Sunday, July 13, 2008

The Flight Steward was Crying

The Thin Blue Line of Customer Service

Update 2014
It has been 6 Years since I published this particular blog post. And, in the intervening years nearly all of the major airlines have merged, merged and re-merged. We've said goodbye to Northwest, Continental, and America West and hello to higher fares and fees, fees, fees. Soon we will say goodbye to US Airways too. So in 2014 airline seats are all full and the space in planes is so tight outbursts of customer rage are common.

As for US Airways, after years of steady declines in service (the latest cut - no pillows in First Class) and skyrocketing increases to every conceivable fee, it is now profitable. Its employees are still underpaid, yet its CEO compensation just keeps climbing.

Also, with the lessons it learned from its two prior failed attempts to merge (Delta and later United), US Airways successfully pitted unions and shareholders against American's Board of Directors and won a merger with the last legacy carrier out there (American).

The SEC initially objected to the merger (talk about closing the barn door after the horse left), but then allowed it which resulted in US Airways conceding gates at DC's National airport and a short term commitment to retain PHX as a hub. But, as the taxpayers of Pittsburgh well know, US Airways commitments to retaining a hub is pretty worthless.  Since the airline's CEO has relocated to Texas, and since the airline recently announced it will no longer pay for naming rights on Phoenix's downtown Basketball Arena, it is pretty safe bet that as soon as the SEC requirement expires Phoenix flyers will be the ones who lose out on this deal. 

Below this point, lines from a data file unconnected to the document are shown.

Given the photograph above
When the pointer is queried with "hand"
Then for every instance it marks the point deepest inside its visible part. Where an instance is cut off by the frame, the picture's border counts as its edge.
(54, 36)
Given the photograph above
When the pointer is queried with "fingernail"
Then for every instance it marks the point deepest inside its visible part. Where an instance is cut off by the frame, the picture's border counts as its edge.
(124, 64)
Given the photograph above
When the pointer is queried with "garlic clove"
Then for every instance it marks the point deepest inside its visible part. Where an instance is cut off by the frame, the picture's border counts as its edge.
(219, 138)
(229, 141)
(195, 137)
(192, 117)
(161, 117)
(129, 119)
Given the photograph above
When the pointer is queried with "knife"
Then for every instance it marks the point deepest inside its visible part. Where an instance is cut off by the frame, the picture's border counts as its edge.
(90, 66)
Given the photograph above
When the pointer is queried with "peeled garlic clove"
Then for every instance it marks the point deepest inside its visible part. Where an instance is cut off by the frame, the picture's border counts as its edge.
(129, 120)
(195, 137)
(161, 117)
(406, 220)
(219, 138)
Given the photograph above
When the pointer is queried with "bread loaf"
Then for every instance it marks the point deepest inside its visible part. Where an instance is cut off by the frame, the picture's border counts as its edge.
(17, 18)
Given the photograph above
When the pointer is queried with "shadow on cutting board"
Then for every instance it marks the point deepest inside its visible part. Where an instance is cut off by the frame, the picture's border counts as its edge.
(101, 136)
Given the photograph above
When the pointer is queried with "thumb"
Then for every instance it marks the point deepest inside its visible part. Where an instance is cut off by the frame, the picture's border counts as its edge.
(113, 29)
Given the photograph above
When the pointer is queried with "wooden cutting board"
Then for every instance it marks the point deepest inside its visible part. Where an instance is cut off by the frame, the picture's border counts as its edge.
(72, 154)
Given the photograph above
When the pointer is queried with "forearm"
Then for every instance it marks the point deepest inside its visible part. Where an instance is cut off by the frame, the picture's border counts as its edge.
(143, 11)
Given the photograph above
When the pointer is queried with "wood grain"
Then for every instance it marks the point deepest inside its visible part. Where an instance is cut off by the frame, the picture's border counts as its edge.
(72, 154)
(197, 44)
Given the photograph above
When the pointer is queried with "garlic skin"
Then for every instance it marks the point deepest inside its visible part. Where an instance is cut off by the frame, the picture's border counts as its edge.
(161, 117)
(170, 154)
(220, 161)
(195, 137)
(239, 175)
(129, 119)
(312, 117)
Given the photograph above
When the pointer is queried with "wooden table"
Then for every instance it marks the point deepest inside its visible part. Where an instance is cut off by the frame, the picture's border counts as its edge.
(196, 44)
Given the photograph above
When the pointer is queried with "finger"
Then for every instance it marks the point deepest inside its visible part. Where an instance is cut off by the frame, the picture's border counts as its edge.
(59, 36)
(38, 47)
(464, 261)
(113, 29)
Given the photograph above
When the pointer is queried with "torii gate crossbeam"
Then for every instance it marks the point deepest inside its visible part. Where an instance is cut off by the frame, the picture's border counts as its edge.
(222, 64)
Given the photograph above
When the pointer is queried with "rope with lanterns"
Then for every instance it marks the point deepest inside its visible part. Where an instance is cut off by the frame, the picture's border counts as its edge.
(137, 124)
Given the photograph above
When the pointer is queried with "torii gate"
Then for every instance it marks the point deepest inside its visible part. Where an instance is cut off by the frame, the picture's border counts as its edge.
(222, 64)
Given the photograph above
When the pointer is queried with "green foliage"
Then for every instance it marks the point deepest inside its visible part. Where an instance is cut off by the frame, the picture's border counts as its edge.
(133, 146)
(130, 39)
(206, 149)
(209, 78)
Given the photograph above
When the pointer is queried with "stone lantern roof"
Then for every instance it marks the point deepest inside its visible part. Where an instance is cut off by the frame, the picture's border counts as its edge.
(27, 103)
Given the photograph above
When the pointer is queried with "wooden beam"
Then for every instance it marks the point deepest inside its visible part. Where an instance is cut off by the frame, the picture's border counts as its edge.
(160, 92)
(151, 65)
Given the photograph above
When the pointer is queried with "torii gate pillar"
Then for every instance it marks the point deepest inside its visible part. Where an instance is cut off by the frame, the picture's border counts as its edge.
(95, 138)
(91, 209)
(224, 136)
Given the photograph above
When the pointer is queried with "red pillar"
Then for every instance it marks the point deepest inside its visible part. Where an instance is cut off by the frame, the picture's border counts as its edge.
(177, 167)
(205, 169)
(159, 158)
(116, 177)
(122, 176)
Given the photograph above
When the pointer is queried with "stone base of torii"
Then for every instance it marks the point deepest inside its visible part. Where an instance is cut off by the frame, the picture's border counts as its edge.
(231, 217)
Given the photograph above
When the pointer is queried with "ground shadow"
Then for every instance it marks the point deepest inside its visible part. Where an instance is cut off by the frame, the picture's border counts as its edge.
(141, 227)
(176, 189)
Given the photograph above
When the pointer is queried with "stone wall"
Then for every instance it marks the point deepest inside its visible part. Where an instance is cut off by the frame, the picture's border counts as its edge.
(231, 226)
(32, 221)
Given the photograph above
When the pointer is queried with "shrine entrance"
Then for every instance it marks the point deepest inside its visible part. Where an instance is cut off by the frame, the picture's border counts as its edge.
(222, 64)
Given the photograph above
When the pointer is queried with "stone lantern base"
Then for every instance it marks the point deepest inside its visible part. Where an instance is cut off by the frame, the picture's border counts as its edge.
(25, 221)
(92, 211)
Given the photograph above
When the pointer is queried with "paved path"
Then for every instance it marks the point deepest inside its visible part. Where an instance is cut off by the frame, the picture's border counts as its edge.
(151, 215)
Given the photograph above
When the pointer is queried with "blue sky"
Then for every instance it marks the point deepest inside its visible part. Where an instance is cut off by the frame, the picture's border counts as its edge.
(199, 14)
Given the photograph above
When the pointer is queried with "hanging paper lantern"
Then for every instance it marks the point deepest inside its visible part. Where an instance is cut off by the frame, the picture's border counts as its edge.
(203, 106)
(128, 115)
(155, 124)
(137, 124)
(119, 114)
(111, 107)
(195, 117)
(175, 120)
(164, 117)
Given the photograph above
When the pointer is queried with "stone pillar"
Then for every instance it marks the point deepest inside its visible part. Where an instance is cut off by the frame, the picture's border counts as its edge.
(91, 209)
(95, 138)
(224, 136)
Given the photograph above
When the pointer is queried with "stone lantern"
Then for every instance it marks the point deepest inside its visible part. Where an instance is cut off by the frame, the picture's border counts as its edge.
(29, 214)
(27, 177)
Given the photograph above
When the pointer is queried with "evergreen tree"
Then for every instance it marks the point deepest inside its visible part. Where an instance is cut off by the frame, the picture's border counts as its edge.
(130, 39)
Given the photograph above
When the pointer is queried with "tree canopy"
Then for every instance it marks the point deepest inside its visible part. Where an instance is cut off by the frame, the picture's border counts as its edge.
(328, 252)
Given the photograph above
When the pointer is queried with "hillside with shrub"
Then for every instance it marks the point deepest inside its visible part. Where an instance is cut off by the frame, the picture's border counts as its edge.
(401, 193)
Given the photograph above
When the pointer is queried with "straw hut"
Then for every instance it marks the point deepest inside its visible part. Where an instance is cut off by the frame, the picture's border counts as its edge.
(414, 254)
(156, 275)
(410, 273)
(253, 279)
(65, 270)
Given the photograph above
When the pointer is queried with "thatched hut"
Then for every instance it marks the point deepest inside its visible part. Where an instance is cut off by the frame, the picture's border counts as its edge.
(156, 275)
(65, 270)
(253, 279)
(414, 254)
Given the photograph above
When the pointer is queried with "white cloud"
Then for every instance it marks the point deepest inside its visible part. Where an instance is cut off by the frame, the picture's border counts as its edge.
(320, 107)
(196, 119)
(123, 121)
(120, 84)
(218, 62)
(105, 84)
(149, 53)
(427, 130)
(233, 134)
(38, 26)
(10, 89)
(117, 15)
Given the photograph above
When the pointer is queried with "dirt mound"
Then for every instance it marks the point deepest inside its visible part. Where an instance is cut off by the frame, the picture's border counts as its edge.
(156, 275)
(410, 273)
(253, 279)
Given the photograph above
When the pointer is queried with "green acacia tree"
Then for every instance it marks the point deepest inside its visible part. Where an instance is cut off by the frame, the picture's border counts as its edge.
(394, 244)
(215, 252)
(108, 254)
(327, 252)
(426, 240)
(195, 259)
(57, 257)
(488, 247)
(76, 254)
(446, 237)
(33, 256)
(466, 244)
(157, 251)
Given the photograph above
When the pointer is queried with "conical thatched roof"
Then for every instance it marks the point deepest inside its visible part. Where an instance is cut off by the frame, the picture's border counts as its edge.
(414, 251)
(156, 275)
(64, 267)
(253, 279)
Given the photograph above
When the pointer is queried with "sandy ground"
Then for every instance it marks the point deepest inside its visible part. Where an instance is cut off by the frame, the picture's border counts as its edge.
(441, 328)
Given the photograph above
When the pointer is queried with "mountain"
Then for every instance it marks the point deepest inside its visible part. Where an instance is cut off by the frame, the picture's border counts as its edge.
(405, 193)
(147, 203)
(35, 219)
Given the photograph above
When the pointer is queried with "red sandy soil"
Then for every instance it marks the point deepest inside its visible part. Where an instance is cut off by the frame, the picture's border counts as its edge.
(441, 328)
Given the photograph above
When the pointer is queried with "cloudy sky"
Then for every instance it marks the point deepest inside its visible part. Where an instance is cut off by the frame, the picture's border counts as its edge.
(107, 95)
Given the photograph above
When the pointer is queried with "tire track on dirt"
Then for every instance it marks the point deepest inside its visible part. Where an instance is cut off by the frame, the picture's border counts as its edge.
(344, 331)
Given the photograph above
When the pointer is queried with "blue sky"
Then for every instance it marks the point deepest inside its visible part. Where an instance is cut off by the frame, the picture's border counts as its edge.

BTW It is a foregone conclusion that the "New American" will soon join United and Delta and change its frequent flier system to simply reflect money spent on airfare, rather than miles flown. Hence, Roadboy suggests you consider switching your frequent flier loyalty to the mileage based British Air Avios system. 

Herewith the original bog post.... 

The other day I was flying to Chicago and was impressed by the service by the flight steward. Because I live so much of my life in planes they upgrade me on most of my flights.  Yeah I'm the "million miler" guy you disdain in row 1.

The view from Row 1 can be telling.  We routinely hear discussions about flight delays before the pilot makes a PA and we see exactly what is going on as the flight attendants chat.

In this morning's Sunday AZ Republic I read an article with the CEO of the airline I fly the most (US Airways) telling me, his customer, to "get used to more and more declines in service and as many new charges as his bean counters can dream up".  

This guy is very well paid. 

It made me think about the airline's front line people. The ones I see every day. The people that can't hide behind desks in gleaming towers gazing out over a fake lake.

It made me think about my flight steward to Chicago. 

He was pretty amazing. He delivered snacks to us with a little smoking cup filled with dry ice. He checked on us a lot.  He demonstrated the kind of care and affection for his passengers that let us know his concern was real.  At the end of the flight he personally wrote us a note thanking us for flying that day with US Airways.  He was no kid.  He was a pro.

What was unsettling was my view from Row 1.  From my vantage in the middle of the flight, during that time when things are finally quiet enough that the cabin crew can actually sit down, I happened to notice he was crying.  It was his moment, I tried to look away, but from Row 1 I could not help but invade his privacy.  

You know we make so many demands on these people that we tend to forget they are humans too. What is worse, now that the airlines are making drastic cutbacks, these folks have to listen to us grouse every day about the airline's MBA bred indifference to its customer's needs and feelings. 

You see it was just after that flight I read about US Airway's announcement to join American in imposing all sorts of new charges, cutbacks in service, and a big lay-off.

I kept thinking about my steward. A guy with a mortgage. The one who said hello and thanked us personally. I wondered if he was contemplating his own lay off. Wondering about how he would pay his bills.

This guy is one of the real heros for his airline. An airline whose rich CEO reminded us again this morning in the business page that the airline business is dog eat dog and we should "stop sniveling and suck it up".